China has set up stations to sort, recycle and break down waste from the mountain, which includes cans, plastic bags, stove equipment, tents and oxygen tanks.

Parts of Everest are in China and Nepal and thousands flock to the mountain each spring and autumn when climbing conditions are at their best.

Each year, about 60,000 climbers and guides visit the Chinese north side of the mountain, which China refers to by its Tibetan name, Mount Qomolangma.

Authorities on both sides of the mountain have tried different schemes to try to clean up the junk left behind.

Chinese officials last summer said they had removed eight-and-a-half tonnes of rubbish, including large amounts of human excrement, from the mountain. In the past the Indian army has cleaned up tonnes of rubbish on the Nepalese side, where expedition organisers have begun sending huge bin bags with climbers during the spring climbing season to collect waste that then can be winched by helicopters back to the base camp.

A clean up campaign led by Nepalese sherpas last year aimed to airlift 100 tonnes of rubbish from the mountain.

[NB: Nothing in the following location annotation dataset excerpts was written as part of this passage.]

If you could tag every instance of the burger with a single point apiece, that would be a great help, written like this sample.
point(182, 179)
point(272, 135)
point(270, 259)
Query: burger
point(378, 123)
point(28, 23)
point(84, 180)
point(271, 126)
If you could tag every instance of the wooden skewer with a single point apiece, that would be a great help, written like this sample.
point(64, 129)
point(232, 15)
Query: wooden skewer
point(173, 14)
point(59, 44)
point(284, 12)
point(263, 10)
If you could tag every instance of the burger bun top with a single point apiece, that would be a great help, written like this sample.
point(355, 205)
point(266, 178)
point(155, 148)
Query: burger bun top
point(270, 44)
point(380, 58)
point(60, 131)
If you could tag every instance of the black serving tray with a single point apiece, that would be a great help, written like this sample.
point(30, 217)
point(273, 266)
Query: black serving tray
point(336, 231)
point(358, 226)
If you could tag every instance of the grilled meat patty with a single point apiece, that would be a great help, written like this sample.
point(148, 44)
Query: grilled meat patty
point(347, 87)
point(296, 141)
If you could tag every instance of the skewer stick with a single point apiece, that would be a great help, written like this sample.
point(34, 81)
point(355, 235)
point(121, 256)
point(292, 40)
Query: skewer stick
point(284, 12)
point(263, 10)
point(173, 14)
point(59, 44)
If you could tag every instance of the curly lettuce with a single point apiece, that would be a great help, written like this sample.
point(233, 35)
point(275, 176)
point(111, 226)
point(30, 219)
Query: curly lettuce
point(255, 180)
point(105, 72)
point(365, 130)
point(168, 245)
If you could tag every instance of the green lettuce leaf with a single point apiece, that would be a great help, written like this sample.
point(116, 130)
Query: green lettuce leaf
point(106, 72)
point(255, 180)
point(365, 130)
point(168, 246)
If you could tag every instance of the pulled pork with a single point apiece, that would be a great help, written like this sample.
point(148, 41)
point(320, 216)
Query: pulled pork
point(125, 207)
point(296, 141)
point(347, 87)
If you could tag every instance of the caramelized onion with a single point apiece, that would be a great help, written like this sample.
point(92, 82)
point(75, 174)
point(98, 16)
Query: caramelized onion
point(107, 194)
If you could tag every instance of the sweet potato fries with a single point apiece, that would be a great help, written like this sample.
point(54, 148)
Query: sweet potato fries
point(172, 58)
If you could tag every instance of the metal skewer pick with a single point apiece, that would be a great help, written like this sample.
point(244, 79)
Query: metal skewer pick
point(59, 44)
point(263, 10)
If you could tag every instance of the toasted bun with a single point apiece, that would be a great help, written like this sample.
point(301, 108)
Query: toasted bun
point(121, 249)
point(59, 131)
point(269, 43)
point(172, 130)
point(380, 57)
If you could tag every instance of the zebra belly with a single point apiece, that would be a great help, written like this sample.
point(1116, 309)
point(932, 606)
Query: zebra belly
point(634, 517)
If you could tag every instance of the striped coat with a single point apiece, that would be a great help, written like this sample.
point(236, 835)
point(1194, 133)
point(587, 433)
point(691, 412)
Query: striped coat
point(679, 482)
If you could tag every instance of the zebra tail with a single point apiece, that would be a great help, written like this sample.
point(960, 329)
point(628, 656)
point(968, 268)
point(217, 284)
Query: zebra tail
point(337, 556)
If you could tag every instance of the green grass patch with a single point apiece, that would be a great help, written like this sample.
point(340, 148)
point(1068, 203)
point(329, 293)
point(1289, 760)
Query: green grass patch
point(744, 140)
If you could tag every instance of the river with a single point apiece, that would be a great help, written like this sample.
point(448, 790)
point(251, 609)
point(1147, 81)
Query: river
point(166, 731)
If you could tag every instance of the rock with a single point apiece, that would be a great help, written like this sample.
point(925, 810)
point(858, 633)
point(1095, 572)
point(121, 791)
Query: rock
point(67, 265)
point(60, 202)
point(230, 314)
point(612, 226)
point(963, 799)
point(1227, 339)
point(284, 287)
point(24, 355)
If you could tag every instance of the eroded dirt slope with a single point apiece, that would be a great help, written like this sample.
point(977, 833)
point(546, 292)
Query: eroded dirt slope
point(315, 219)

In 2017, 648 people summited Everest, including 202 from the north side, according to the nonprofit Himalayan Database. Six people were confirmed to have died on the mountain that year, one of them on the north side.

Everest claims multiple victims each year, often in the "death zone" above 8,000 metres (26,246 feet), where the air is too thin to sustain human life.

The large numbers now attempting to scale Everest has also raised concerns about overcrowding and the lack of climbing experience held by some of the visitors.

Mountaineers have complained of a rise in dangerously inexperienced climbers attempting to reach the summit, while others have to wait in "traffic jams" and bottlenecks on busy parts of the mountain.